Chanthavy doesn’t remember much about her parents. Her mother died when she was very young, and her father was killed in an accident shortly afterwards. After their deaths, Chanthavy’s brother and sister left to find work in Phnom Penh, leaving their young sister alone to live with her grandfather.

Chanthavy loved pretending to cook as a child, making toy ovens from things she could find around her home. But with barely enough money to survive on, most of Chanthavy’s time was spent working in the rice fields for her grandfather.

When Chanthavy was seven, a neighbor convinced her grandfather to send his young grandchild and one of his daughters to Phnom Penh to find jobs. Desperate for income, the pair set off to the city. There Chanthavy began selling sugar and eggs on the side of a road.

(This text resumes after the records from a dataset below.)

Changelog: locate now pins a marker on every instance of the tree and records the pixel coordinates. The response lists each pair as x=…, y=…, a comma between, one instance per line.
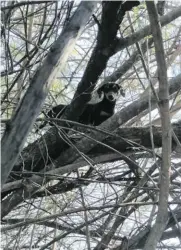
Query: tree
x=113, y=186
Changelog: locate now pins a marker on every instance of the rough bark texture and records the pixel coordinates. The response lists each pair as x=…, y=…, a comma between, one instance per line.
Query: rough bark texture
x=25, y=115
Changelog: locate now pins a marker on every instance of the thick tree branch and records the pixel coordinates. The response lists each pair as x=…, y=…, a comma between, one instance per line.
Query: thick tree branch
x=163, y=93
x=25, y=115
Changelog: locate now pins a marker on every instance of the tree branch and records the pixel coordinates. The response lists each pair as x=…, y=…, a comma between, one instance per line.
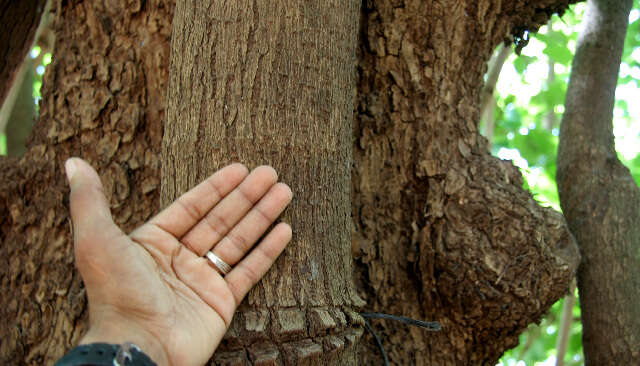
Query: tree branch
x=598, y=196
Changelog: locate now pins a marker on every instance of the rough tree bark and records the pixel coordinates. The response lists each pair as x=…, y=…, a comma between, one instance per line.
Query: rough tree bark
x=276, y=96
x=442, y=230
x=439, y=229
x=598, y=195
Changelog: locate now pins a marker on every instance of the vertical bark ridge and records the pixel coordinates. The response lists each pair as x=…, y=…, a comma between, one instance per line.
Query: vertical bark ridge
x=103, y=100
x=443, y=231
x=264, y=82
x=598, y=195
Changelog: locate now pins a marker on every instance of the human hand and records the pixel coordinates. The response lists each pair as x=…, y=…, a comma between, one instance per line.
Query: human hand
x=153, y=287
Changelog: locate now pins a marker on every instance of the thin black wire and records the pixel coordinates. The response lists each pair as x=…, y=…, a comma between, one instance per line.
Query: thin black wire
x=432, y=326
x=378, y=341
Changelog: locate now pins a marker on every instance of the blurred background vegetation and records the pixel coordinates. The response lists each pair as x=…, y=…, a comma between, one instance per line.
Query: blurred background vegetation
x=522, y=124
x=521, y=115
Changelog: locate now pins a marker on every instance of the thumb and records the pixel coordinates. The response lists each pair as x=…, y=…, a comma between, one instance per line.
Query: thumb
x=90, y=213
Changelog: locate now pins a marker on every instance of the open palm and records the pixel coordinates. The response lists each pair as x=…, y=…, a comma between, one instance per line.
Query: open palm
x=154, y=287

Police found Chanthavy working and referred her to Hagar. Our staff gave her safe accommodation and counselling and, after a year, helped to reintegrate Chanthavy safely back into her community. “The first time I met my case manager, I didn’t want to trust. I felt afraid,” says Chanthavy. “When we spent time together and she built a relationship with me over meeting me many times, I wanted to trust her more. I started to talk with her, and I felt happy that I could share my feelings.”

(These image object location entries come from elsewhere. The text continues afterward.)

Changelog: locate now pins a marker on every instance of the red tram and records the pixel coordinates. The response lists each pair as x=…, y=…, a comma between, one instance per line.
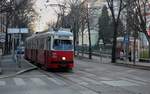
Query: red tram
x=51, y=49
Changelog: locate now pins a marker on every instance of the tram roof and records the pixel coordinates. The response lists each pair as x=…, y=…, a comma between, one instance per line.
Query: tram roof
x=59, y=33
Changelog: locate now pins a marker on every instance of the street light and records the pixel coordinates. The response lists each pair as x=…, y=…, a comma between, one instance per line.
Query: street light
x=100, y=46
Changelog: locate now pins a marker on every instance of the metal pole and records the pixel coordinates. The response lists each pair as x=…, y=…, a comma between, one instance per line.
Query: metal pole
x=13, y=46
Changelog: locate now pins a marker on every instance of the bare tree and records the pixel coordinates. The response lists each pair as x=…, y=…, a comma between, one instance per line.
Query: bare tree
x=116, y=7
x=138, y=17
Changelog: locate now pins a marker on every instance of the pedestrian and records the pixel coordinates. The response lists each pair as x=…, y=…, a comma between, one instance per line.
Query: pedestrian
x=122, y=55
x=130, y=55
x=18, y=57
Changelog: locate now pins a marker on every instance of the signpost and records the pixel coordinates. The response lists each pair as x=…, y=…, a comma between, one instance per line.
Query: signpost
x=15, y=31
x=100, y=46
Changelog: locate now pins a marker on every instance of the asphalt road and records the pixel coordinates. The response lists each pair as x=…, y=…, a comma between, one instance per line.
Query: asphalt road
x=86, y=78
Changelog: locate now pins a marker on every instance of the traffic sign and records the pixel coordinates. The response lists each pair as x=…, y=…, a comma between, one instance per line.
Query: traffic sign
x=2, y=40
x=126, y=39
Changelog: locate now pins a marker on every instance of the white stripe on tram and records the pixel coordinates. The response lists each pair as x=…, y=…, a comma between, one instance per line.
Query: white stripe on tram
x=2, y=83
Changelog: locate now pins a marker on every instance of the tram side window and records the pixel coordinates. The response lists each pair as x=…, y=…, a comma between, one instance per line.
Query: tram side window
x=48, y=43
x=41, y=44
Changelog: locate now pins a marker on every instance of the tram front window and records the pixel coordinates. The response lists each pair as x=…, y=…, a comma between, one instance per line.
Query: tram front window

Hagar provides survivors with intensive, individual care at every stage of their recovery but also works with their communities to prevent further abuse and, when possible, to bring survivors home.

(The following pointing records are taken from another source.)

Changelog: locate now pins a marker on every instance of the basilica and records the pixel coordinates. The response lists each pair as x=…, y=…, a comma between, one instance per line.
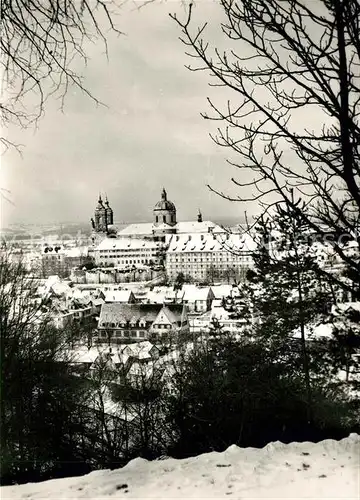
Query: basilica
x=164, y=222
x=198, y=249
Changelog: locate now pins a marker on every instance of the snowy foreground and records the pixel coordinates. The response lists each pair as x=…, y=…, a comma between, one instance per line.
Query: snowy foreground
x=330, y=469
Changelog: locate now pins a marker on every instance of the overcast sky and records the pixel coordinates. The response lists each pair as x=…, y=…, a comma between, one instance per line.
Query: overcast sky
x=150, y=136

Chanthavy now lives with an aunt and says she’s very happy. “I feel loved here,” she says. She’s thriving at school and is a talented maths student. “When Hagar helped me, I became happy. I was learning, and I became better at making friends.” She’s now experiencing the simple joys of childhood, such as skipping rope with her friends. Hagar will continue to journey with Chanthavy as she grows up, walking each step of the way alongside her.